Petri v. Gatlin

997 F. Supp. 956, 1997 U.S. Dist. LEXIS 20862, 1997 WL 854637
CourtDistrict Court, N.D. Illinois
DecidedDecember 30, 1997
Docket97 C 2393
StatusPublished
Cited by35 cases

This text of 997 F. Supp. 956 (Petri v. Gatlin) is published on Counsel Stack Legal Research, covering District Court, N.D. Illinois primary law. Counsel Stack provides free access to over 12 million legal documents including statutes, case law, regulations, and constitutions.

Bluebook
Petri v. Gatlin, 997 F. Supp. 956, 1997 U.S. Dist. LEXIS 20862, 1997 WL 854637 (N.D. Ill. 1997).

Opinion

MEMORANDUM OPINION

GRADY, District Judge.

Before the court are Santanna Natural Gas Corporation’s and the individual defendants’ motions to dismiss the complaint. For the reasons stated in this opinion, the motions to dismiss are granted in part and denied in part.

BACKGROUND

Viewed in the plaintiffs’ favor, the relevant facts are as follows. Under a policy known as the Transportation Gas Program, local gas distribution companies (“LDCs”) such as Peoples’ Gas Light & Coke Company, Illinois Power, and Northern Illinois Gas permit “commercial rate” customers — multi-unit apartment buddings, hospitals, factories, schools, government entities and the like — to purchase gas at discount prices from independent third party suppliers.

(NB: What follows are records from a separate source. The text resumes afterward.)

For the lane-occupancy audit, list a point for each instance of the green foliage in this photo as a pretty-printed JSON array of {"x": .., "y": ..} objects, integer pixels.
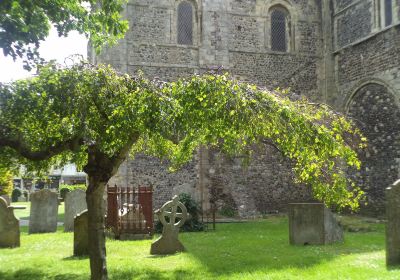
[
  {"x": 85, "y": 108},
  {"x": 64, "y": 189},
  {"x": 6, "y": 182},
  {"x": 25, "y": 24},
  {"x": 16, "y": 193}
]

These customers purchase the gas from the independent suppliers instead of obtaining it directly from the LDC. Amended Complaint ¶¶ 12, 14, 16. Independent suppliers deliver the purchased gas to the LDCs, and the LDCs in turn deliver the gas to the customers’ commercial sites via LDC pipelines. The LDC charges customers for the use of the pipelines, while the independent suppliers charge for the amount of gas actually used by the customers. Id.

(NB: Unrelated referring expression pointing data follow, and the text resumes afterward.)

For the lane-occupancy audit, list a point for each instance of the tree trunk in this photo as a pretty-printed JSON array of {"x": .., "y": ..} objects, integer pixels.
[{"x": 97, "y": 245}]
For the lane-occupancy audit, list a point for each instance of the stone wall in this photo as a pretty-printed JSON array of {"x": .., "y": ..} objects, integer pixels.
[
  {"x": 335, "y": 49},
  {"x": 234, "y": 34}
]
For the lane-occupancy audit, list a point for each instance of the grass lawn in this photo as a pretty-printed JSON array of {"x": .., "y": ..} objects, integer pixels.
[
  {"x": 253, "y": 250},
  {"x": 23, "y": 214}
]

Santanna Natural Gas Corporation (“Santanna”), an independent third party supplier, participates in the Program and thus sells natural gas to “commercial end users” throughout the state of Illinois. Id. ¶ 11. On Santanna’s corporate roster, (and hereafter referred to as “the individual defendants”) are T. Wayne Gatlin, the president, chief executive officer, chairman of the board of directors, and controlling shareholder; Jesse D. Smith, the executive vice president; and Jerry Pajares, the secretary and treasurer. The plaintiffs, Irena K. Petri and John R. Todd, each own one or more multi-unit apartment buddings. Id. ¶5. On or about July 20,1993, Todd agreed to purchase natural gas from Santanna. Pursuant to the agreement, the parties entered into a “Gas Sales Contract” and an “Agency Agreement.” Id. ¶¶ 31-32. The parties agreed in the Contract and the Agreement to be bound by Texas law. Id. ¶ 32 (referring to § 16.4 of the Contract and § 6.4 of the Agreement). On or about November 11, 1995, Petri reached a similar agreement with Santanna, and likewise entered into a “Gas Sales Contract” and an “Agency Agreement.” Id. ¶ 38. The parties agreed in the Contract and the Agreement to be bound by Illinois law. Id. ¶ 38 (referring to § 10.4 of the Contract and § 4.4 of the Agreement). Todd terminated his relationship with Santanna in January 1997, while Petri terminated her relationship with Santanna in December 1996. Id. ¶¶ 37, 39.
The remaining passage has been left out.